Pluralsight Technology Index: Methodology

The Pluralsight Technology Index (PTI) ranks software development technologies in terms of popularity/engagement versus one another and gives a sense of whether their popularity is growing or declining. Want to know how popular JavaScript is relative to Blockchain? Swift to Kotlin? Django to Drupal? The index has the answers for these technologies and hundreds more. 

With insights from the index, technologists and businesses can determine where they may want to invest their time and resources.

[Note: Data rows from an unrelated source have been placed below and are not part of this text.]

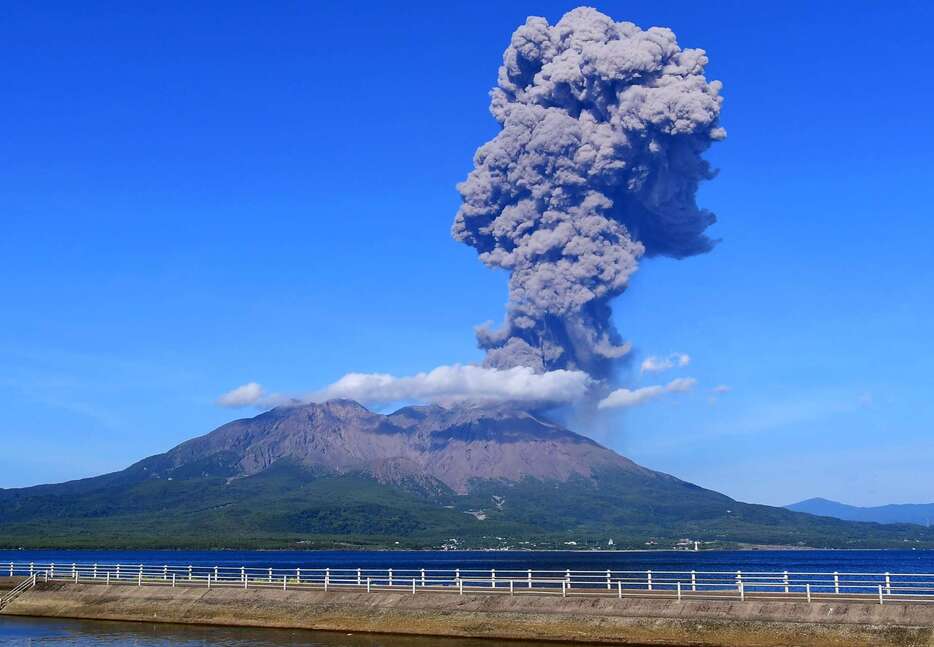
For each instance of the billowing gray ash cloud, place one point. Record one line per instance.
(597, 165)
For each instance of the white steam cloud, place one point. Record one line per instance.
(242, 396)
(442, 384)
(655, 364)
(624, 398)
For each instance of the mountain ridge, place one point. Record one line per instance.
(338, 475)
(917, 513)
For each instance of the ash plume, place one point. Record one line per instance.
(597, 164)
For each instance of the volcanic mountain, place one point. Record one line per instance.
(338, 474)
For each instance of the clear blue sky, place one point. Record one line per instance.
(194, 198)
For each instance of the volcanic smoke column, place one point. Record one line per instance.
(597, 164)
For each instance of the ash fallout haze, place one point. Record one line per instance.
(212, 211)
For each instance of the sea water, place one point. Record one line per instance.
(823, 561)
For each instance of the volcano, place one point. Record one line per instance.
(336, 474)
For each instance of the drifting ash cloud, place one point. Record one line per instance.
(596, 166)
(625, 398)
(443, 384)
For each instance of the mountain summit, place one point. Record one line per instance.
(453, 446)
(337, 474)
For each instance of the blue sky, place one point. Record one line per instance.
(195, 198)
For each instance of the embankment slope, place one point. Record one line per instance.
(632, 621)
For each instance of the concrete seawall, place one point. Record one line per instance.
(629, 621)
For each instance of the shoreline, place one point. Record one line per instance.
(593, 620)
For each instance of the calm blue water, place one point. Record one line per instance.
(858, 561)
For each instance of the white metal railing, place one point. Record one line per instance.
(15, 592)
(811, 586)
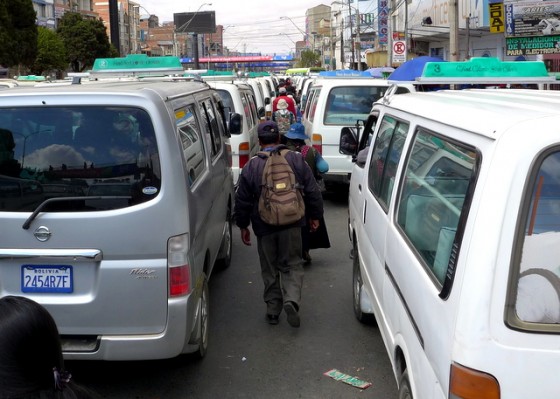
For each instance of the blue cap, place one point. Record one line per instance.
(297, 131)
(266, 128)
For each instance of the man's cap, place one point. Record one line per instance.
(268, 128)
(282, 104)
(296, 132)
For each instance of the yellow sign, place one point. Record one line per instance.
(497, 24)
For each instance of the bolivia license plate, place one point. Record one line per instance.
(47, 278)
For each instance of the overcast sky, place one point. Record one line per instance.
(251, 25)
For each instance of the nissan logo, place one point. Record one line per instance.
(42, 233)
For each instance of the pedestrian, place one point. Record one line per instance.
(296, 141)
(283, 95)
(31, 362)
(283, 118)
(279, 247)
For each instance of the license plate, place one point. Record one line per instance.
(47, 278)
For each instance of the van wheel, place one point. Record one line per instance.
(203, 313)
(357, 286)
(226, 249)
(405, 392)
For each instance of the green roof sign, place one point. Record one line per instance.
(134, 64)
(485, 67)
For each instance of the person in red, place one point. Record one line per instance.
(282, 94)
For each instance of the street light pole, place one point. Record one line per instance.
(183, 27)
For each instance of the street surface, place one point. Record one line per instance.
(247, 358)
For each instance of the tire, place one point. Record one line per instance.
(357, 286)
(405, 392)
(203, 321)
(226, 249)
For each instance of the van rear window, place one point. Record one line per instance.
(347, 104)
(97, 157)
(434, 198)
(536, 293)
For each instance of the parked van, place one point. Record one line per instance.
(332, 103)
(455, 227)
(137, 213)
(238, 98)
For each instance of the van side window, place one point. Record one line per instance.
(385, 158)
(537, 297)
(312, 107)
(247, 111)
(211, 124)
(191, 140)
(437, 179)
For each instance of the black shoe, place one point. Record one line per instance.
(292, 314)
(272, 319)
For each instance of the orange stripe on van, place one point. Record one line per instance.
(467, 383)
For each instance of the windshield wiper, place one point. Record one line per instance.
(46, 202)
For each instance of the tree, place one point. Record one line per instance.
(18, 33)
(309, 58)
(84, 41)
(51, 54)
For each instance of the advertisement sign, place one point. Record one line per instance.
(497, 17)
(533, 45)
(382, 21)
(399, 51)
(532, 18)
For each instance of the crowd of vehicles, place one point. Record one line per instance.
(453, 212)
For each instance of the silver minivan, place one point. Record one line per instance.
(115, 206)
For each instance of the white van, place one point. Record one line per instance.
(238, 98)
(115, 207)
(334, 102)
(455, 226)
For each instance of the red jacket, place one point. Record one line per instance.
(289, 100)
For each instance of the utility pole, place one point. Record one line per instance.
(358, 42)
(453, 31)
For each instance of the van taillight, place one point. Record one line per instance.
(467, 383)
(317, 142)
(243, 154)
(178, 265)
(230, 155)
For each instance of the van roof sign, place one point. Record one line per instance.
(137, 64)
(485, 70)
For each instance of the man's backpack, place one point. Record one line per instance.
(284, 120)
(281, 202)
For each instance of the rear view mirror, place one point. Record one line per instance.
(348, 143)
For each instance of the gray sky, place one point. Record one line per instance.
(251, 25)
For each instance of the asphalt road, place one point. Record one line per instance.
(247, 358)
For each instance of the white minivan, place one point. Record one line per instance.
(455, 226)
(239, 99)
(334, 102)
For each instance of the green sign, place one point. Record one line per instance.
(485, 67)
(137, 63)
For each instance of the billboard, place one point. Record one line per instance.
(532, 18)
(195, 22)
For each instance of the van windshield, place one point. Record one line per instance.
(346, 104)
(88, 153)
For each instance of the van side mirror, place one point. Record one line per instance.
(348, 143)
(235, 123)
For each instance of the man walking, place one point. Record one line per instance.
(279, 247)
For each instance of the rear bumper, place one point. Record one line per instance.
(170, 343)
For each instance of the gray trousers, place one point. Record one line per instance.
(281, 268)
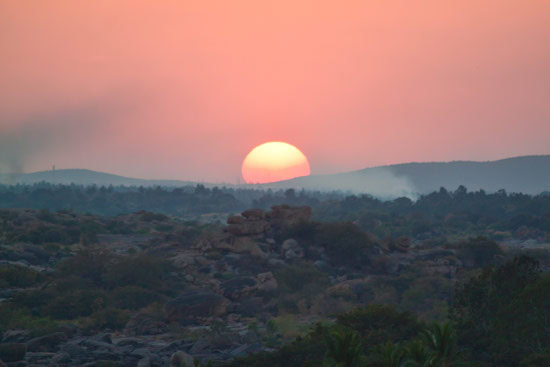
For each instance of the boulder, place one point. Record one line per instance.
(144, 324)
(286, 216)
(46, 343)
(240, 245)
(292, 250)
(248, 227)
(62, 357)
(145, 362)
(254, 214)
(266, 281)
(12, 352)
(235, 219)
(195, 304)
(15, 336)
(181, 359)
(237, 287)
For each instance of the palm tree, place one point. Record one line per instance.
(418, 355)
(440, 339)
(344, 348)
(389, 355)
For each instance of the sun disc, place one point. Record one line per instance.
(274, 161)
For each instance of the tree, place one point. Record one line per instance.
(440, 340)
(388, 355)
(503, 315)
(344, 348)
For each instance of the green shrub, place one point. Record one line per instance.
(295, 277)
(17, 276)
(378, 324)
(108, 318)
(133, 297)
(141, 270)
(75, 304)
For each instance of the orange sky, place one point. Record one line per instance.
(185, 89)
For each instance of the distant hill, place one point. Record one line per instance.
(527, 174)
(88, 177)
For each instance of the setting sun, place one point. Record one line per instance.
(274, 161)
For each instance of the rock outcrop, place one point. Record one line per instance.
(191, 306)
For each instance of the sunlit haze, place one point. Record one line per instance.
(274, 161)
(184, 89)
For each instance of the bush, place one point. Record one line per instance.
(479, 252)
(75, 304)
(108, 318)
(17, 276)
(132, 297)
(378, 324)
(141, 270)
(296, 277)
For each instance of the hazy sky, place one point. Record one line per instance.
(184, 89)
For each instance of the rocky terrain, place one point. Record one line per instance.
(241, 288)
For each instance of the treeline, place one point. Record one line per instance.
(498, 318)
(441, 213)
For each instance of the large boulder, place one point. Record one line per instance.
(195, 304)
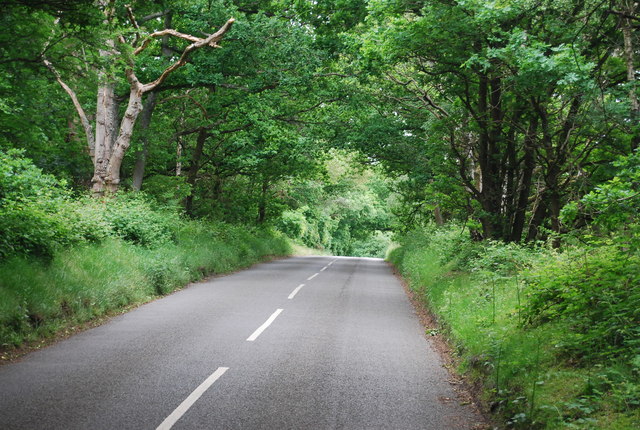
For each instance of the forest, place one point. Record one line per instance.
(487, 148)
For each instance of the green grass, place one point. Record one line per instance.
(38, 299)
(526, 383)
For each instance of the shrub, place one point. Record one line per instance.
(133, 219)
(31, 209)
(595, 294)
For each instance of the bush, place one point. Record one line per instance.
(595, 295)
(133, 219)
(31, 209)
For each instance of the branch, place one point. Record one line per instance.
(154, 16)
(132, 18)
(88, 129)
(212, 41)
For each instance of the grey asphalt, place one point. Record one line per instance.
(347, 352)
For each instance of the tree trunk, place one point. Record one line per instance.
(437, 214)
(262, 205)
(525, 184)
(141, 156)
(194, 167)
(627, 29)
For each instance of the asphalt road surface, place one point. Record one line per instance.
(300, 343)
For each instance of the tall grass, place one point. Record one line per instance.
(476, 292)
(39, 298)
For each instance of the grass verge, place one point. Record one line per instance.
(39, 299)
(525, 377)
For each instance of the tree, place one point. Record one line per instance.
(112, 137)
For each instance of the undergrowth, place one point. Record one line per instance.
(551, 336)
(39, 297)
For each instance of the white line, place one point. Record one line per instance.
(294, 292)
(189, 401)
(264, 326)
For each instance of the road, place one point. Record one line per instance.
(299, 343)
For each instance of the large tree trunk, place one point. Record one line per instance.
(517, 227)
(141, 156)
(194, 167)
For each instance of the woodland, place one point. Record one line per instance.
(487, 148)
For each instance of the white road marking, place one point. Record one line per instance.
(294, 292)
(264, 326)
(189, 401)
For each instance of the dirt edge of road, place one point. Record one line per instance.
(468, 394)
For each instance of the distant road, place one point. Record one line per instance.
(301, 343)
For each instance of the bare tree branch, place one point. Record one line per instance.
(86, 124)
(209, 41)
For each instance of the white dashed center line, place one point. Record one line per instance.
(294, 292)
(264, 326)
(189, 401)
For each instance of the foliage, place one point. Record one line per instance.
(31, 217)
(346, 213)
(39, 216)
(93, 279)
(594, 294)
(557, 352)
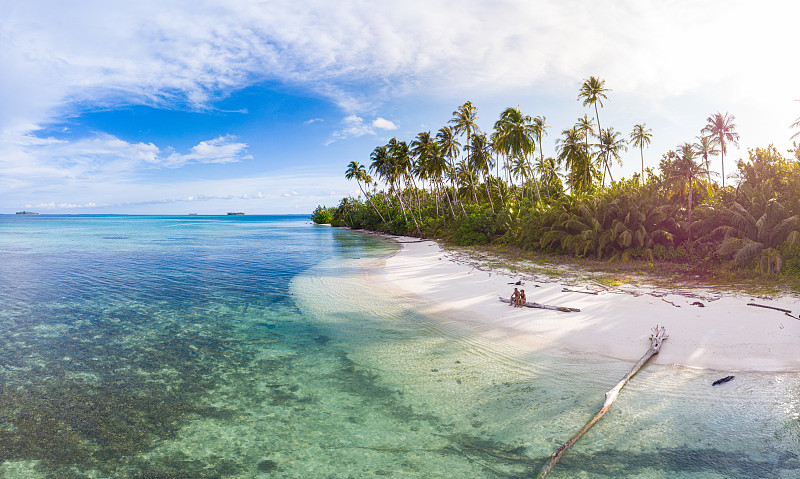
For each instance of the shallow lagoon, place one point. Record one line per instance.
(155, 347)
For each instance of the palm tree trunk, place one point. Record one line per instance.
(372, 204)
(690, 209)
(488, 193)
(641, 151)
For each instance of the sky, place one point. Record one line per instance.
(176, 107)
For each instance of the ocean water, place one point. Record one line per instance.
(259, 347)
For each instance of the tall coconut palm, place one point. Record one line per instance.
(465, 121)
(585, 126)
(641, 136)
(420, 148)
(449, 146)
(399, 152)
(496, 142)
(573, 155)
(381, 166)
(593, 91)
(705, 148)
(518, 138)
(357, 171)
(683, 173)
(482, 161)
(722, 130)
(611, 143)
(437, 166)
(540, 130)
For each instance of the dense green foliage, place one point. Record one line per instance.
(501, 191)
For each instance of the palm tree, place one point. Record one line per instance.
(482, 161)
(585, 127)
(641, 136)
(496, 145)
(381, 166)
(464, 121)
(722, 130)
(357, 171)
(705, 148)
(420, 148)
(518, 137)
(573, 155)
(437, 166)
(682, 176)
(449, 146)
(611, 144)
(592, 92)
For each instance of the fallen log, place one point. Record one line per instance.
(529, 304)
(658, 336)
(567, 290)
(770, 307)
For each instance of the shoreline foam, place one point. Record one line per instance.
(725, 334)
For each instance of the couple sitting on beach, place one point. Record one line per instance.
(518, 298)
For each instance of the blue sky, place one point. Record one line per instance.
(162, 107)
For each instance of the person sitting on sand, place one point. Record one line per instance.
(514, 297)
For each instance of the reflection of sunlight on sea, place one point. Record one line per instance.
(222, 349)
(668, 420)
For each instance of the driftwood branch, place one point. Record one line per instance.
(529, 304)
(567, 290)
(658, 336)
(770, 307)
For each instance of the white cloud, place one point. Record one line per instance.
(384, 124)
(354, 126)
(60, 58)
(102, 158)
(218, 150)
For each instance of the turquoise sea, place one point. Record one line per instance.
(259, 347)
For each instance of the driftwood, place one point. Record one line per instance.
(528, 304)
(658, 336)
(770, 307)
(722, 381)
(567, 290)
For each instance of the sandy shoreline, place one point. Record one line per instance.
(725, 334)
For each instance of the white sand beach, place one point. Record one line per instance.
(723, 334)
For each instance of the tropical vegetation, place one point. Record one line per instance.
(499, 187)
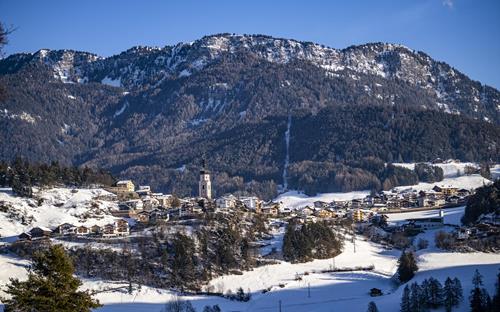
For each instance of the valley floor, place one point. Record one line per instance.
(316, 291)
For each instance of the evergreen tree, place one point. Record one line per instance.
(452, 293)
(372, 307)
(51, 286)
(214, 308)
(434, 293)
(458, 290)
(407, 266)
(183, 264)
(496, 298)
(178, 305)
(480, 300)
(405, 300)
(416, 302)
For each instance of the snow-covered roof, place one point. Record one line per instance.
(124, 182)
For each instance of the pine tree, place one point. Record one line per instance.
(434, 293)
(183, 266)
(452, 293)
(480, 300)
(372, 307)
(50, 287)
(416, 304)
(405, 300)
(407, 266)
(496, 297)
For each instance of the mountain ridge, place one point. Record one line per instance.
(151, 110)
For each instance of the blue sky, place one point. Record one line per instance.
(463, 33)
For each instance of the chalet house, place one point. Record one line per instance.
(163, 200)
(320, 204)
(325, 214)
(340, 203)
(453, 199)
(157, 215)
(122, 228)
(378, 207)
(271, 211)
(24, 236)
(448, 191)
(66, 229)
(463, 193)
(285, 211)
(379, 199)
(126, 185)
(357, 215)
(430, 199)
(143, 217)
(135, 204)
(40, 231)
(307, 211)
(309, 219)
(144, 190)
(463, 233)
(95, 229)
(425, 223)
(250, 202)
(226, 202)
(82, 230)
(394, 203)
(149, 203)
(355, 203)
(108, 230)
(124, 211)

This resource was designed in order to understand the methodology and how the data was applied and calculated.

 

DATA SOURCES


The Pluralsight Technology Index uses six data sources, which were selected based on their relevance to software developers.

GitHub

GitHub provides a strong perspective on open source project and programming language popularity—especially as it pertains to the open source developer. This data is retrieved from public data sets hosted on Google BigQuery, and these data sets are updated quarterly. For those technologies that have a related GitHub repository, the index captures the number of stars on the repo. In order to capture programming language popularity, the index measures the number of bytes pushed to repositories in each language.

Stack Overflow

Stack Overflow’s popular QA format provides a in-depth understanding of which technologies generate the most questions. This leans towards programming languages and related topics (like frameworks), but other technologies are present as well. Stack Overflow’s QA data is also not specific to proprietary or open source technologies. The data comes from public data sets hosted on BigQuery, which are updated quarterly. For each technology the PTI captures the relevant Stack Overflow tag count. E.g., the tag associated with JavaScript is “javascript.” As of today, it has a total tag count of 1,497,447.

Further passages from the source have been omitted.